# Number

A mathematical concept used to count, measure and do other maths stuff.

## Declaration

The `Number`

type is implemented as `double`

. Here's how to declare a number:

```
a = 5 # number declaration (immutable)
b: Number = 5 # same effect, with type-checking
c: Number = a # initiating from entry value, also 5
d = 43.14 # with decimals
```

To declare a mutable entry, prepend it with the tilde operator:

```
~ a = 6 # mutable number entry
a += 1 # adds 1 to 'a', yields 7
```

## Operating numbers

Numbers accept quite a few operations:

`==`

equal`!=`

not equal`+`

plus`-`

minus`*`

multiply`/`

divide`%`

modulus`**`

power`<`

less`<=`

less or equal`>`

more`>=`

more or equal`&`

logical AND`|`

logical OR

### Caveats

For logical operations and flow control, keep in mind that zero is falsy and non-zero is truthy.

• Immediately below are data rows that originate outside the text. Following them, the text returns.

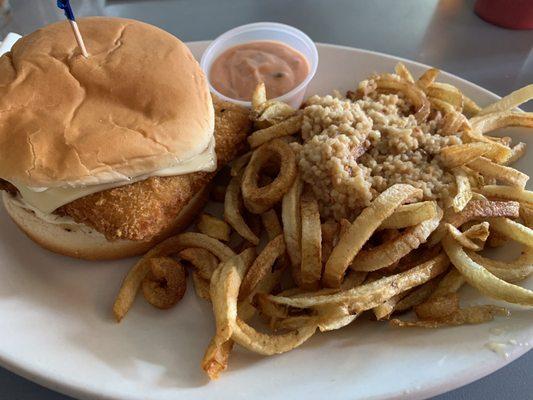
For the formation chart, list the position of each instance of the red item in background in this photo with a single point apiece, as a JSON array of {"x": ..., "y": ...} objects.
[{"x": 513, "y": 14}]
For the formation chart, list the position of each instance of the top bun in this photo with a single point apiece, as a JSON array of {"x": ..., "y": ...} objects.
[{"x": 138, "y": 104}]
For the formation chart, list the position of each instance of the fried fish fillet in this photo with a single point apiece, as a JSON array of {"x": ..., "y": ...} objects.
[{"x": 143, "y": 210}]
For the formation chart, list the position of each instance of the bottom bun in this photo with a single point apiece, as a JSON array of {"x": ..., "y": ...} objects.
[{"x": 81, "y": 241}]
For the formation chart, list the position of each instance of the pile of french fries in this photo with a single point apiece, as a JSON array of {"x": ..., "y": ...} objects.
[{"x": 401, "y": 253}]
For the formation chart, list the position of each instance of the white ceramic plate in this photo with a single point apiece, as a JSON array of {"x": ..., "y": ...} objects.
[{"x": 56, "y": 326}]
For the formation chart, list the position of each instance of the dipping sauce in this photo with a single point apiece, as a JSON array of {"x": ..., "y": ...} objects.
[{"x": 237, "y": 71}]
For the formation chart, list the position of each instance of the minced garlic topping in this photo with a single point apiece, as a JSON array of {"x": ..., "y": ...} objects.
[{"x": 354, "y": 150}]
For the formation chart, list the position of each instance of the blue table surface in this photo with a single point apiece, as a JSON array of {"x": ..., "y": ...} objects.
[{"x": 445, "y": 33}]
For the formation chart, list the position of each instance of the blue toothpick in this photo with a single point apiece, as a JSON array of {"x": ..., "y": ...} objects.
[{"x": 65, "y": 6}]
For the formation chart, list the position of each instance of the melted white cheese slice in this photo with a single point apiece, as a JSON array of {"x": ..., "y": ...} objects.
[{"x": 46, "y": 200}]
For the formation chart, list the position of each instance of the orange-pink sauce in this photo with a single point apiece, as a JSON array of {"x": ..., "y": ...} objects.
[{"x": 237, "y": 71}]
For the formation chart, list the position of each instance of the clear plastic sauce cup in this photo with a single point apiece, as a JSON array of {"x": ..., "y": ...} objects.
[{"x": 264, "y": 31}]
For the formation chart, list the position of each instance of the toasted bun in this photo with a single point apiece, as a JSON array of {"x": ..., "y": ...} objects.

For equality operators, although `0`

and `null`

are evaluated as falsy, in FatScript they are not the same:

```
0 == null # false
```

## Precision

Although the arithmetic precision of a `IEEE 754 double`

is higher, `fry`

employs rounding tricks to improve human readability when printing long decimal sequences of nines or zeros as text. Additionally, it uses an epsilon of `1.0e-06`

for 'equality' comparisons between numbers.

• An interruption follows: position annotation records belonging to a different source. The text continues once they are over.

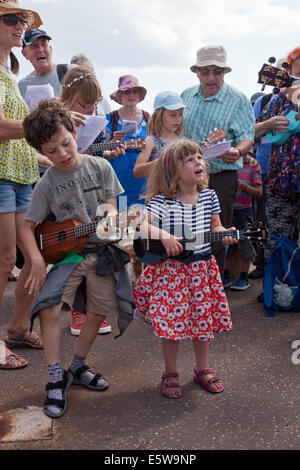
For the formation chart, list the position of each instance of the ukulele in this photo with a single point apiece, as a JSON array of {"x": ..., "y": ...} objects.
[
  {"x": 132, "y": 144},
  {"x": 151, "y": 251},
  {"x": 56, "y": 240}
]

In 99.999% of use cases, this approach provides both more convenient comparisons and more natural-looking numbers:

```
# Equality epsilon
x = 1.0e-06
x: Number = 0.000001
# Smaller differences are treated as the "same" number by comparison
x == 0.0000015
Boolean: true # the 0.0000005 difference is ignored
```

Floating-point numbers aren't distributed evenly on the number line. They are dense around 0, and as the magnitude increases, the 'delta' between two expressible values increases:

```
_____________________________________0_____________________________________
+infinity | | | | | | ||| | | | | | | -infinity
```

the biggest contiguous integer is 9,007,199,254,740,992 or 2^53

You can still have much larger numbers, around 10^308, which is:

```
100000000000000000000000000000000000000000000000000000000000000000000000000000
000000000000000000000000000000000000000000000000000000000000000000000000000000
000000000000000000000000000000000000000000000000000000000000000000000000000000
000000000000000000000000000000000000000000000000000000000000000000000000000
```

Bear in mind that if you add 1 to 10^308, no matter how many times you do it, it will always result in the same value! You need to add at least something near 10^293 in a single operation for it to be considered, as the numbers need to be of similar orders of magnitude. To discreetly handle numbers exceeding 2^53, consider using the HugeInt type.

Also, the `infinity`

keyword provides a clear, unambiguous representation of values that soar into the realms beyond the largest expressible numbers, approaching the theoretical infinity.